At noon, Dr Samuels and two medics, his father’s representative and the chaplain, entered the room and gathered around the bed.

Bennett recalled his father’s wish to die while still in the VR site. “Dr Samuels, my father wanted to remain linked to the module.”

Samuels frowned and glanced at the legal representative. “State law dictates that a patient’s death must be monitored free from the artificial stimulus of VR linkages or similar,” Samuels explained.

“But surely it won’t make any difference? It was his last wish.”

“Mr Bennett, I’ll ensure that your father is so sedated that he will have no way of knowing that he no longer occupies the site. If you’d care to tell me when…”

Bennett pulled the chair towards the bed and took his father’s hand. It was already cold, as if death was claiming him piecemeal. He nodded to Dr Samuels.

A medic slipped the glasses from his father’s face, and to his relief Bennett saw that his eyes were closed. Another medic deactivated the VR module. Dr Samuels nodded to Bennett and pressed a touch-pad on a monitor behind the bed.

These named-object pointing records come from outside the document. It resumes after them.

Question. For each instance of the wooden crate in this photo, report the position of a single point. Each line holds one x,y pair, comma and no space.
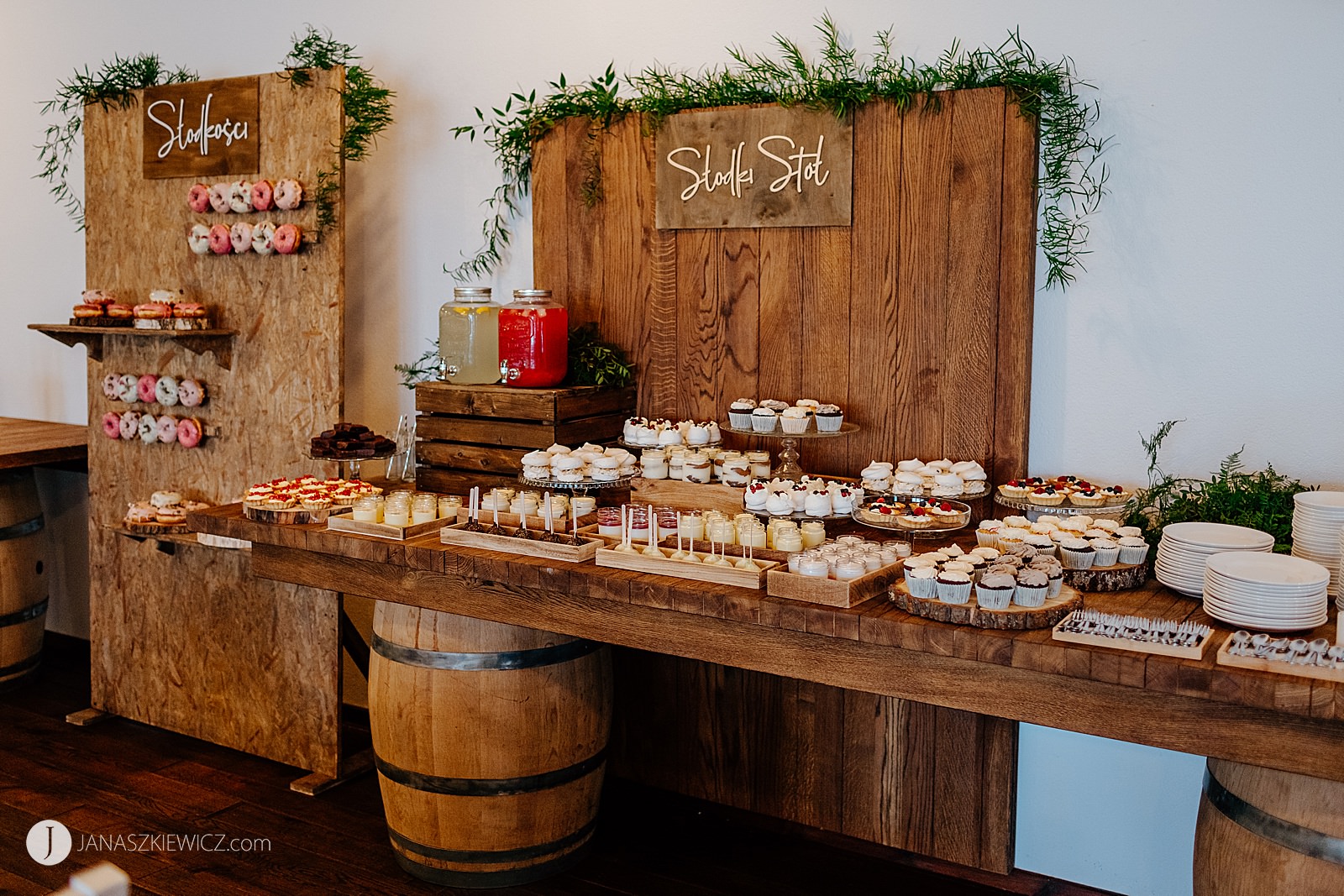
477,434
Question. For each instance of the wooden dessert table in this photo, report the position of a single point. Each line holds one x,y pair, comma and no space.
1191,705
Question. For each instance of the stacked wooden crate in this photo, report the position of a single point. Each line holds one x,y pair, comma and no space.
477,434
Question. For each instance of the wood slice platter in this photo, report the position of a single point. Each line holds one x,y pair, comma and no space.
781,584
1195,652
343,523
291,516
528,547
534,523
174,322
1278,667
100,322
1012,618
1122,577
664,564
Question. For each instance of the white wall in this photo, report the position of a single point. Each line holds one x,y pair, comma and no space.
1213,293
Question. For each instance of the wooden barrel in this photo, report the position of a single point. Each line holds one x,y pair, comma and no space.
1268,832
24,577
490,743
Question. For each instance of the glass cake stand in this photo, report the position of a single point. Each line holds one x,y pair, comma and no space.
790,463
1035,511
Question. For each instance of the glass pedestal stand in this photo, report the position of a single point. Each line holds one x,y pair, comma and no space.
790,461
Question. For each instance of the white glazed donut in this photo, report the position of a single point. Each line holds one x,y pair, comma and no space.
264,238
192,392
241,237
199,239
167,426
219,196
148,427
239,196
165,391
289,195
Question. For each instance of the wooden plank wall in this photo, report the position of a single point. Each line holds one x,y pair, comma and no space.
190,641
916,320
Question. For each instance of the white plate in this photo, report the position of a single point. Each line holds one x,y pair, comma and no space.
1326,501
1216,535
1268,569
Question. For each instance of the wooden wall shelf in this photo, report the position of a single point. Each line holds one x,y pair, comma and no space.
219,342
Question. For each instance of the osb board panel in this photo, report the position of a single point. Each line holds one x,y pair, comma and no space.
891,772
192,642
916,318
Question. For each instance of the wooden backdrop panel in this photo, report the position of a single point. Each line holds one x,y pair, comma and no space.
917,320
192,641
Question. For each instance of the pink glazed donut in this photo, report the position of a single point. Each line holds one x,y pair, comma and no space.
221,242
188,432
167,427
239,235
129,426
145,387
262,195
289,195
288,238
199,197
219,196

As his father died, Bennett experienced a sudden and involuntary rush of images—a compendium of incidents from their shared time together—and wished that somehow it might all have been different.

He squeezed the cold hand in his, and at that second his father opened his eyes briefly and stared at him. Bennett could sense, from long and bitter experiences of his father’s moods, the old man’s silent articulation of betrayal.

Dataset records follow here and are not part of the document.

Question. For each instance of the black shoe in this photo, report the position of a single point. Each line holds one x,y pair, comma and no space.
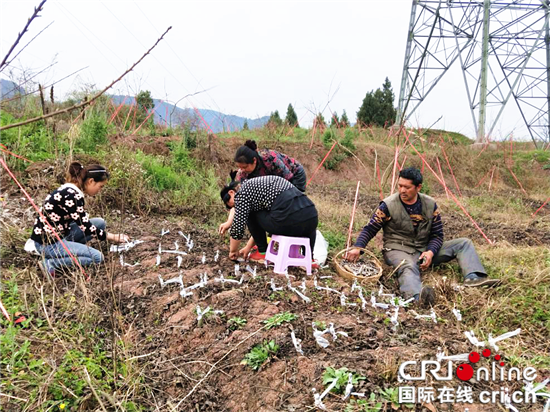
481,281
427,297
47,272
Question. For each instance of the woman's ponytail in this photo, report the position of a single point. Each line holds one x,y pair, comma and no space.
78,174
247,153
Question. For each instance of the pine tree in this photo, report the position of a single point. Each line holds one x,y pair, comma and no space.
344,121
334,122
144,103
291,118
377,107
319,123
275,119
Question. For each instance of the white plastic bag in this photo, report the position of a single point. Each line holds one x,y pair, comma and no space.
320,249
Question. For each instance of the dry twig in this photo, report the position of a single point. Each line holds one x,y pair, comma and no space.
87,102
34,15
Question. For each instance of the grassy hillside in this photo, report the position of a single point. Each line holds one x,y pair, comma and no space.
121,341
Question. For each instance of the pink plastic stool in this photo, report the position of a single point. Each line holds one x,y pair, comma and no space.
288,253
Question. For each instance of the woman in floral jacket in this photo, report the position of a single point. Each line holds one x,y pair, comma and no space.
63,211
256,163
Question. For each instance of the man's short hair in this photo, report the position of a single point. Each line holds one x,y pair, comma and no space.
412,173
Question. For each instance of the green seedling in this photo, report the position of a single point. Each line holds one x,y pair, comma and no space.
236,323
364,405
341,377
279,319
259,354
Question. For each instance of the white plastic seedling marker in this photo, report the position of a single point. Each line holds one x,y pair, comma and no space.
492,341
375,304
394,317
178,280
125,247
201,313
400,302
440,355
122,263
432,315
388,295
508,403
185,293
304,297
537,389
349,387
274,287
297,343
251,271
473,340
321,340
457,314
326,392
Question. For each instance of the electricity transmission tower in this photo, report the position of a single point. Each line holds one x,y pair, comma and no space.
503,49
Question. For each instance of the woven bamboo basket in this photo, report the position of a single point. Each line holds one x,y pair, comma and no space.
346,274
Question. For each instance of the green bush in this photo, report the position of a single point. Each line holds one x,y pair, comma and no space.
93,132
33,141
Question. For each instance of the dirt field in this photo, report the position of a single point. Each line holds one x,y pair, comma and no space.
192,365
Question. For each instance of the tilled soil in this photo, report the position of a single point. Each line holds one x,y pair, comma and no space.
197,365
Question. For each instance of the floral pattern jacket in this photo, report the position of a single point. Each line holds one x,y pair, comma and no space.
273,163
62,207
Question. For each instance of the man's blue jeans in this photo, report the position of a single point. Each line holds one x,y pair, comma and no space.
461,249
56,257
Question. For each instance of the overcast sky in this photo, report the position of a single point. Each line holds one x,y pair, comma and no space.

Then his father’s eyes fluttered shut, and the cardiogram flatlined with a high, monotone note, and the chaplain at the foot of the bed began a hushed prayer.

5

Bennett left the hospital just before one o’clock and boarded an electric shuttle to meet Julia at the Nova Luna restaurant.

He arrived early and sat at an outside table overlooking the lake. He ordered a beer and watched the swans upending themselves in the water. He was in no mood to face Julia, her complaints and criticisms. He decided he would make his excuses and get away as soon as possible.

He was on his second beer when Julia approached from around the lake. She smiled and waved, but Bennett knew from experience that her apparent good mood was no indication of what to expect: on every occasion in the past, when their meetings had descended into a minutely detailed catalogue of his faults, she had deployed a gambit of good cheer to hide her intent.

She ordered a coffee from the bar and carried it carefully across the lawn, a tall, tanned woman in her early thirties wearing a long red dress. She was barefoot, and Bennett wondered why this fact should nag at his memory. Then he remembered: Ten Lee Theneka went barefoot also. It was, he thought, the only similarity between the two women. Julia was a hard-headed pragmatist who believed exclusively in the here and now. At least she and Bennett had that much in common.

She sat across from him, meeting his gaze with a slight nod. “Josh.”

“I’m afraid I’ve already eaten, Julia. Go ahead and order—I’m okay with this.” He lifted his beer.

She ordered something called an Acapulco salad from the waiter.

“So,” she said, between minute sips of cappuccino, “how were things in high orbit?”

He shrugged. “As ever. No, I tell a lie. Perhaps even more monotonous than ever.” He paused, then said: “Anyway, I’m seriously considering a change.” As soon as he’d said it, he wondered why.